Watching OS people struggle with TLB coherence has convinced me that we architects should try and simplify the interface for them.

@DumbPseudonym
3/ This of course is an old issue, a reasonable discussion is in 1989 thesis:
https://apps.dtic.mil/sti/tr/pdf/ADA632163.pdf
However, MIPS cpus used TLB + physical-indexed caches, so some comments don’t apply.
@DumbPseudonym
4/ Observe the fact that various companies successfully built shared memory multiprocessors using MIPS CPUs.
I’m one of the SGI Origin 3000s , which eventually reached 512p SMP nodes in Origin 3800. (Bigger ones were clustered).
https://en.m.wikipedia.org/wiki/SGI_Origin_3000_and_Onyx_3000
So, how can that be possible?
This depends on knowledge of typical program behavior & overall statistics.
SGI Origin 3000 and Onyx 3000 - Wikipedia

@DumbPseudonym
5/ With few exceptions, user programs may grow stack & heap, and maybe shared memory regions, but generally don’t shrink… and PTEs rarely change (VERY important).
-Instruction pages are read-only.
-Data pages may start Clean, but CPU1 tries Write, traps.
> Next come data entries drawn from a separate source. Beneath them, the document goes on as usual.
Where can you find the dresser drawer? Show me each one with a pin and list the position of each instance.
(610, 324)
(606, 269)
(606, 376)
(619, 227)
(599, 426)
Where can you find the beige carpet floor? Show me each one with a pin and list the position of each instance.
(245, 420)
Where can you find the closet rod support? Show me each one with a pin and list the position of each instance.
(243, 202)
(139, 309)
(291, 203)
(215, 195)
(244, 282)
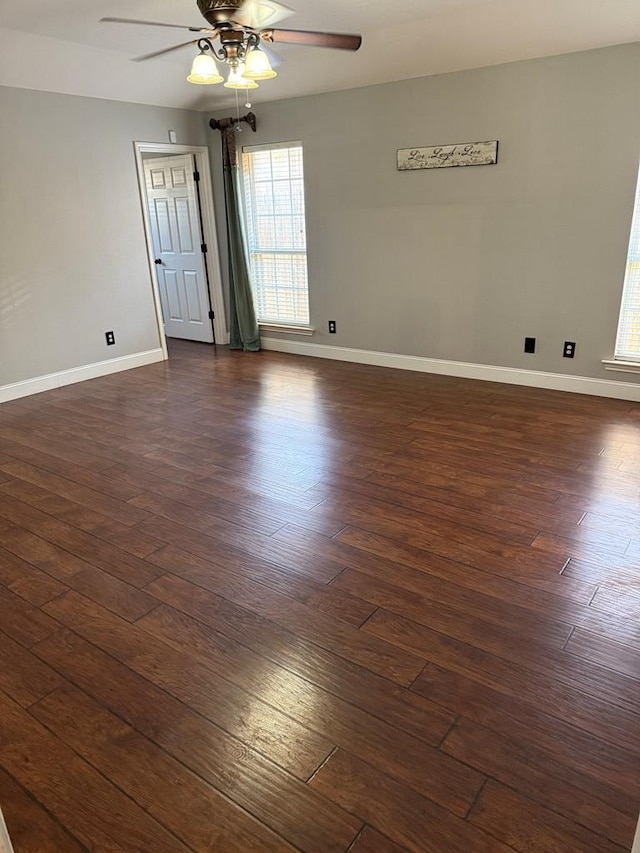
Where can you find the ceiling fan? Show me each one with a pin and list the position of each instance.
(242, 27)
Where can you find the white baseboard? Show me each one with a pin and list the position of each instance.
(466, 370)
(78, 374)
(5, 841)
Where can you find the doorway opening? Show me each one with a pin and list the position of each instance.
(182, 246)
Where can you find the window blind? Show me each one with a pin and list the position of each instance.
(628, 338)
(276, 231)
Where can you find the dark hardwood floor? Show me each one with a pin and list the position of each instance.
(256, 602)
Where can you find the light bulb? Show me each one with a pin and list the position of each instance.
(257, 66)
(204, 70)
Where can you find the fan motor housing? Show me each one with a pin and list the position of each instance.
(219, 11)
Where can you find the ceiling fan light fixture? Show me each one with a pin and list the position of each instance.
(204, 71)
(257, 66)
(236, 80)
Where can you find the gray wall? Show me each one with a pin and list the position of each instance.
(73, 261)
(463, 263)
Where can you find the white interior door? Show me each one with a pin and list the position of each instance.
(174, 218)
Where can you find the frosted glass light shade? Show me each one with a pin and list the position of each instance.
(257, 66)
(204, 70)
(236, 80)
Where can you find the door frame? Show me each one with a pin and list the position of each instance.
(209, 236)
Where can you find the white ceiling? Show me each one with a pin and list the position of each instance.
(59, 45)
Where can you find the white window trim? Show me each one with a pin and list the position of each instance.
(273, 325)
(621, 366)
(289, 328)
(626, 359)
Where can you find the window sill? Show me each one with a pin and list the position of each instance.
(288, 328)
(621, 366)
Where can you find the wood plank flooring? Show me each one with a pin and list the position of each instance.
(256, 602)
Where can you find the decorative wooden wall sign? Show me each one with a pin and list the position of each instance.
(445, 156)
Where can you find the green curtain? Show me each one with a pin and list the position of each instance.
(245, 334)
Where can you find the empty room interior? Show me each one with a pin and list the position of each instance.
(320, 426)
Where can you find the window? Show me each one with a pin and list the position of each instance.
(628, 340)
(276, 235)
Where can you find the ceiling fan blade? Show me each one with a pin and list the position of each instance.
(275, 61)
(340, 41)
(261, 13)
(153, 24)
(162, 52)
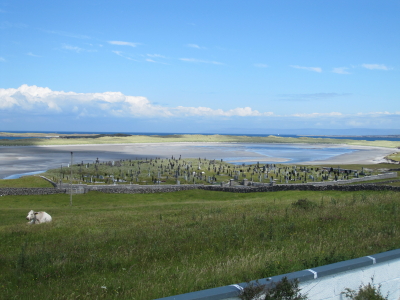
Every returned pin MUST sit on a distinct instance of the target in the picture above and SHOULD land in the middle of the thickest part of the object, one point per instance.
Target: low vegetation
(199, 171)
(147, 246)
(94, 139)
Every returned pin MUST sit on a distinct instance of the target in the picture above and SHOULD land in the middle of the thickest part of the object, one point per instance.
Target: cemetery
(177, 170)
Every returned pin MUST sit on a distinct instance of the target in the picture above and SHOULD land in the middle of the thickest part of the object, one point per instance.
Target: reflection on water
(15, 176)
(289, 153)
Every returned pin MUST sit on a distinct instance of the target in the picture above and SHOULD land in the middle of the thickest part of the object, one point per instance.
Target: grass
(199, 171)
(193, 138)
(110, 246)
(25, 182)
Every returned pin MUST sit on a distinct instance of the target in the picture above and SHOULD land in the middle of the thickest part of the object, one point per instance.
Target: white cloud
(341, 70)
(75, 48)
(376, 67)
(313, 115)
(261, 65)
(121, 43)
(194, 60)
(206, 111)
(156, 55)
(31, 54)
(38, 100)
(68, 34)
(314, 69)
(195, 46)
(120, 53)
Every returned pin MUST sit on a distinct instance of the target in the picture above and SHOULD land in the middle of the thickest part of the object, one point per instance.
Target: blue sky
(199, 66)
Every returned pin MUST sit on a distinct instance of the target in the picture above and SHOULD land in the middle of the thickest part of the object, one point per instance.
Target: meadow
(142, 246)
(176, 138)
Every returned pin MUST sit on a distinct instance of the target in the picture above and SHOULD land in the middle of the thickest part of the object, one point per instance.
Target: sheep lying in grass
(38, 217)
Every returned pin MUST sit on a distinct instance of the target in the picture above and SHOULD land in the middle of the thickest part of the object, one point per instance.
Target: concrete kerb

OS changes memory PTE to Dirty, replaces copy in TLB. There’s no need to update other TLBs, as that particular inconsistency is safe, just means other CPU(s) traps unnecessarily if they happen to have copies.
@DumbPseudonym
6/ Likewise, there are no hardware-set reference bits, so they get simulated on usual way, by marking a range of memory TLBs temporarily invalid. If TLBs happen to have valid PTEs, some references can get missed, but that’s OK as effect is temporary, given TKB contention/flushing. A memory PTE has to stay unreferenced a long time before it becomes candidate for page-out (if dirty) or drop (if really clean).
COW pages require more work if implemented.
@DumbPseudonym
7/ Of course, when a process exits, unshared pages are freed, as are all such memory PTEs. TLB entries included a 6-bit tag dynamically assigned so 64 processes could share TLB. Of course, there are often more than 64 processes, but only when switching among more than 64 does OS need to flush TLB and reassign tags. Anyway, when process exits, OS doesn’t reuse that tag until after a flush.
@DumbPseudonym
8/ Anyway, the bottom line is:
- All this depends on understanding the PTE state transitions and the frequencies under normal use
-And there are many cases where TLBs might have entries inconsistent with memory, but in ways that are safe, but might cause some redundant work (like several CPUs finding memory PTE already Dirty).
And again, it is a fact that some of the largest SMPs ever built used software TLB management!

@JohnMashey Indeed! My advisor worked on NUMAchine at Toronto and I understand the MIPS flexibility was very important for that project.

Thanks for all your comments! Your perspective is really valuable to me.